Не задумываясь, как это выглядит, поскакала (боже, как медленно и неловко под действием зелья получается!) по ступенькам к принцу, провела рукой по щеке, заглядывая в глаза: всё ли хорошо? И только потом застеснялась, подумав, что выгляжу, наверное, наседкой над цыплёнком. А и пусть.
— Проводи богиню, аранен, и возвращайся, мы будем ждать, — и, обращаясь ко мне, другим голосом, с бархатистыми нотками, — подснежник мой, я приказал принести книги по истории Арды, которыми ты интересовалась, в твои покои. Надеюсь, время пролетит для тебя незаметно.
И с насмешкой добавил:
— К вечеру вернёмся, получишь своего цыплёночка обратно.
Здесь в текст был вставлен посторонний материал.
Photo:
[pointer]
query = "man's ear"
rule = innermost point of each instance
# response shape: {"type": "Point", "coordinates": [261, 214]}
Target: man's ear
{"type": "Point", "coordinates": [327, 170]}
Я только вздохнула и повернулась, чтобы пойти к себе, приветственно и одновременно прощально кивнув Ланэйру. Тот в ответ глубоко поклонился и я услышала, как он весело спросил Трандуила:
— Ваше величество, а вы что же, не хотите размять кости? — слово «старые» озвучено не было, но отчётливо повисло в воздухе.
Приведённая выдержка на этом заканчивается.